Where does JMP end and the FIT application begin? To empower scientists to use JMP in this specific way, Alibhai and Jewell partnered with SAS developers who specialize in JMP. “We’ve actually built a superstructure – including image processing, data analytics, and mapping – around JMP software to make it more user-friendly,” Jewell explains. Like many JMP users, Jewell recognized a need to customize JMP so that the process would be repeatable. FIT satisfies that need for the wildlife biologists and other conservationists. “Other people around the world can use it too.”

And many conservationists – and animals – have benefited from this 15-year collaboration between WildTrack and SAS. Alibhai and Jewell have used the technique and software extensively – traveling to the Arctic to census polar bears; to Zimbabwe and Namibia for work with black and white rhinos and cheetahs.
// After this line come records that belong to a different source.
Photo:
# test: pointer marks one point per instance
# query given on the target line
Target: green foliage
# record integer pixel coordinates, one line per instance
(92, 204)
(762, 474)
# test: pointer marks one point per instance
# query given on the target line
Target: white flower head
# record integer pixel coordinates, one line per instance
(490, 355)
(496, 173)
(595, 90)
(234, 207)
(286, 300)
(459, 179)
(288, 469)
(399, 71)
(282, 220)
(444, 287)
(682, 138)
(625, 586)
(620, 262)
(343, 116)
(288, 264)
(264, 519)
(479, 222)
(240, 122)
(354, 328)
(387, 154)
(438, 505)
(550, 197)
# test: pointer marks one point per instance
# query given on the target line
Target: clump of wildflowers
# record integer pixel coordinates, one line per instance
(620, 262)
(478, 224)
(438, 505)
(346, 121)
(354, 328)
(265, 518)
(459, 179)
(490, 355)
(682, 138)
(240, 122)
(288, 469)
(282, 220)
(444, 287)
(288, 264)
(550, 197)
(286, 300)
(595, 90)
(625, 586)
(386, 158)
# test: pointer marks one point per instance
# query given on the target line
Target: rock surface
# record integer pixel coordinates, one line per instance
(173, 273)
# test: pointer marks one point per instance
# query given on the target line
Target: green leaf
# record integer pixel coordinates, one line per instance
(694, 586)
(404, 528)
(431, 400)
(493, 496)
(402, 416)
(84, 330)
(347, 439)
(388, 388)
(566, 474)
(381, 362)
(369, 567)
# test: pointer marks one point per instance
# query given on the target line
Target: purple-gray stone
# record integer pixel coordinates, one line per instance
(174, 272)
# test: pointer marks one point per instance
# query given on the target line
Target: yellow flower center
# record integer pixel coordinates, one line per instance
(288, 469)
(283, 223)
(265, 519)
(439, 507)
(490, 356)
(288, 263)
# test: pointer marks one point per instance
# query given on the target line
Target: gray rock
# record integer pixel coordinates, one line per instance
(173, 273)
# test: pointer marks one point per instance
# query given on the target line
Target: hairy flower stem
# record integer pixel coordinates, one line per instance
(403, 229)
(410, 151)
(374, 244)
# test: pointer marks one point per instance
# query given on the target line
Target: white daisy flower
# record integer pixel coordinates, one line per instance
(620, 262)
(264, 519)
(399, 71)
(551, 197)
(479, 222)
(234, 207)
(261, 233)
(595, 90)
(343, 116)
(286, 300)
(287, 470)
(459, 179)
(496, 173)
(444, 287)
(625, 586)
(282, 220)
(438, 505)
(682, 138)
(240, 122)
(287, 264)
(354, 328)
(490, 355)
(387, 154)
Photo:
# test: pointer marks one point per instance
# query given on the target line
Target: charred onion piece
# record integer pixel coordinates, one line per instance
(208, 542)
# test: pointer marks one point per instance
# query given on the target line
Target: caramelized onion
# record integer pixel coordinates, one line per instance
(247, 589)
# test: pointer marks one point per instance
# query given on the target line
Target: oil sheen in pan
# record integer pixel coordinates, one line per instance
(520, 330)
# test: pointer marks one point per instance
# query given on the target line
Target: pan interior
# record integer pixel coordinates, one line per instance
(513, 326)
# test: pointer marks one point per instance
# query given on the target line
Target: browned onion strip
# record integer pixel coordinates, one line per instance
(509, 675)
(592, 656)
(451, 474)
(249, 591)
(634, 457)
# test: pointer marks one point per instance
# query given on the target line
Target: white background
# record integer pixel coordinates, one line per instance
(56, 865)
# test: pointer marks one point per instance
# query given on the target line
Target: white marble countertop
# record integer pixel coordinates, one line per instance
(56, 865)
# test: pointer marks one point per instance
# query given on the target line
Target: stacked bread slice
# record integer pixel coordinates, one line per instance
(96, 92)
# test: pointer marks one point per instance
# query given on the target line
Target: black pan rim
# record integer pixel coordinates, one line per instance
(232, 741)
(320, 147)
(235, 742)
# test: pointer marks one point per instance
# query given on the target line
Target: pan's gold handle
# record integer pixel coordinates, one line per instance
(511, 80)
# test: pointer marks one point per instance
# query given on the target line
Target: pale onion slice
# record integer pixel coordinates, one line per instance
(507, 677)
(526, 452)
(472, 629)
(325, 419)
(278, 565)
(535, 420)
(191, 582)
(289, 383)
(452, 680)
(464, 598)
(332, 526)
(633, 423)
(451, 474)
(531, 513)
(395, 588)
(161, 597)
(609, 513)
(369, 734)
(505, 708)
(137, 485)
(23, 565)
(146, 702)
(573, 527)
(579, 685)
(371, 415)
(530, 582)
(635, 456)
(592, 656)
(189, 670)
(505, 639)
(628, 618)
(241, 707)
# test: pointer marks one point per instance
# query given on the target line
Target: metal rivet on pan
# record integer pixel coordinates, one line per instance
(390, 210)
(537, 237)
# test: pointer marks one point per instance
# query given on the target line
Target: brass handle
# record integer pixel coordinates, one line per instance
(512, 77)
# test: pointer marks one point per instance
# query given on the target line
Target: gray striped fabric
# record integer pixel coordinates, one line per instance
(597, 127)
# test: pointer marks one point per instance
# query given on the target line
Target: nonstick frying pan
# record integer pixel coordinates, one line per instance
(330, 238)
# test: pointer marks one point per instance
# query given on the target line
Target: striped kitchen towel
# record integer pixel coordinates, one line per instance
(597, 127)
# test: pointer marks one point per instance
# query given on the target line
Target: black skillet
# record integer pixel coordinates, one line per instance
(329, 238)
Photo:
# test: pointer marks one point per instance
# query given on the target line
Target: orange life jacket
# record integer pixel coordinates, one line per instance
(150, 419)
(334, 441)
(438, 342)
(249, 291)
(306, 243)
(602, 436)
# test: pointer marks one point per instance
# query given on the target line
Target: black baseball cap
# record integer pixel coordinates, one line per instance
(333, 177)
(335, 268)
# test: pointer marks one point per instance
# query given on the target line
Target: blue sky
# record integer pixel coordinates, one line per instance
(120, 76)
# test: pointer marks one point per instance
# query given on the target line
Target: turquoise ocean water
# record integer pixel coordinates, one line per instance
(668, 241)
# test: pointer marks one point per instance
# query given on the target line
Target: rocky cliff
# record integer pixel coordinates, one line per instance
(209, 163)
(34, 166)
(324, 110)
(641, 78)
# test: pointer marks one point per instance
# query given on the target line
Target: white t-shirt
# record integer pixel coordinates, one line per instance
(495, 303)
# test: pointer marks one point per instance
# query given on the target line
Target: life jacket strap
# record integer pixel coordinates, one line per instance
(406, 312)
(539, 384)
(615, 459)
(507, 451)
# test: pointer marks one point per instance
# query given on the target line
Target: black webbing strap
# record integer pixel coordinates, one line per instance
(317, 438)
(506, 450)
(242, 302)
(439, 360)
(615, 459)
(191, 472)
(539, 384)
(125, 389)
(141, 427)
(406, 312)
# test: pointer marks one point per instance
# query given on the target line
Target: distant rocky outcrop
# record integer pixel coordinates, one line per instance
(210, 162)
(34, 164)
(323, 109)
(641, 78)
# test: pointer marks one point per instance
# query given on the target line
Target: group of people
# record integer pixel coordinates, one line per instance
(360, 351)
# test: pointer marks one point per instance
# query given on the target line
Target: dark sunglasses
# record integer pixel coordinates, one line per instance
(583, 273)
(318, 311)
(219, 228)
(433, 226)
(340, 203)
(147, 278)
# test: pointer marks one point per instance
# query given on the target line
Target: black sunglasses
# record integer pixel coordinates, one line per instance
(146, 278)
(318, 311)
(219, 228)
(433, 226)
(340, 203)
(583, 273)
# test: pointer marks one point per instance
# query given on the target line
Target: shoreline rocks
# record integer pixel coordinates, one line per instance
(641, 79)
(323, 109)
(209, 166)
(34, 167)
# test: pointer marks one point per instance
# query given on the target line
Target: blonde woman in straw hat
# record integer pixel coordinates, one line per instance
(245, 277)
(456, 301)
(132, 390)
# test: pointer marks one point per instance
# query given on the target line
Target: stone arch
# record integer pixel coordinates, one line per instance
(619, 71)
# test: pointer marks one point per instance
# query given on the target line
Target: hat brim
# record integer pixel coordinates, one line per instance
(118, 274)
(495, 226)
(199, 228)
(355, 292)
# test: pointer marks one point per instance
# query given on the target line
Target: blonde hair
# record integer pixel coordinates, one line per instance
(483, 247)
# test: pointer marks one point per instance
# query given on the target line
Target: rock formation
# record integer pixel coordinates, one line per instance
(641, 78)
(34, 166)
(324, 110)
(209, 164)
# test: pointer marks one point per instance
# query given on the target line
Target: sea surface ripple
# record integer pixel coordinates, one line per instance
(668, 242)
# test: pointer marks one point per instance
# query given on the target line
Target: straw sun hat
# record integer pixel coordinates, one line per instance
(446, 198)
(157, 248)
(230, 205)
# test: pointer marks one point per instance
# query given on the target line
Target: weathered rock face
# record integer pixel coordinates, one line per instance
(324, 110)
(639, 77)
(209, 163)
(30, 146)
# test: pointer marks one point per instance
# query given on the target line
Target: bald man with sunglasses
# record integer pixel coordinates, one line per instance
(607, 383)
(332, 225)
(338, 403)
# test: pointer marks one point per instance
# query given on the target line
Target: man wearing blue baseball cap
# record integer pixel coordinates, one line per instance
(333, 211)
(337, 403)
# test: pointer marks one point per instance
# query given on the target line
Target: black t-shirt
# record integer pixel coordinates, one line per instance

They have tracked Amur tigers in China, Bengal tigers in Nepal, and mountain lions in Texas. Working in Central and South America, they documented the tapir before traveling to Spain and Portugal to study the Iberian lynx.

They have worked with organizations as far reaching as WWF and National Geographic. And, in January 2014, at the behest of the Chinese government, the plan is to travel to the Sichuan Province to begin a project with the beloved giant pandas.

Jewell says their work is so important because it gets to the heart of all conservation projects, no matter which animal is at risk. “You have to ask ‘How many are there, and where are they?’ The answers form the foundation of solid conservation strategies. That’s why we needed JMP.”

Knowledge empowers action, says Jewell. “Right now in a village in Kenya, JMP is protecting lions from the possibility of retribution killings,” she explains. “A student from the Nicholas School of the Environment at Duke University (Durham, NC) is there collecting footprints in the hopes of identifying the lion (or lions) responsible for killing villagers’ cattle at night. If a rogue lion can be identified and relocated, not only will it keep the cattle safe but it will prevent the villagers from possibly killing an entire pride in order to stop just one.”

Conservation decisions large and small can be made based on real data. “Around the world, we work with decision makers in environmental and conservation sciences to implement effective policies,” says Jewell.

Alibhai says FIT represents a life’s work, a dream for them. He says: “We are conservation biologists: That’s our interest, that’s our motivation, that’s what gets us up in the morning.”

Zoe Jewell (left) with Sky Alibhai
You have to ask ‘How many are there, and where are they?’ The answers form the foundation of solid conservation strategies. That’s why we needed JMP.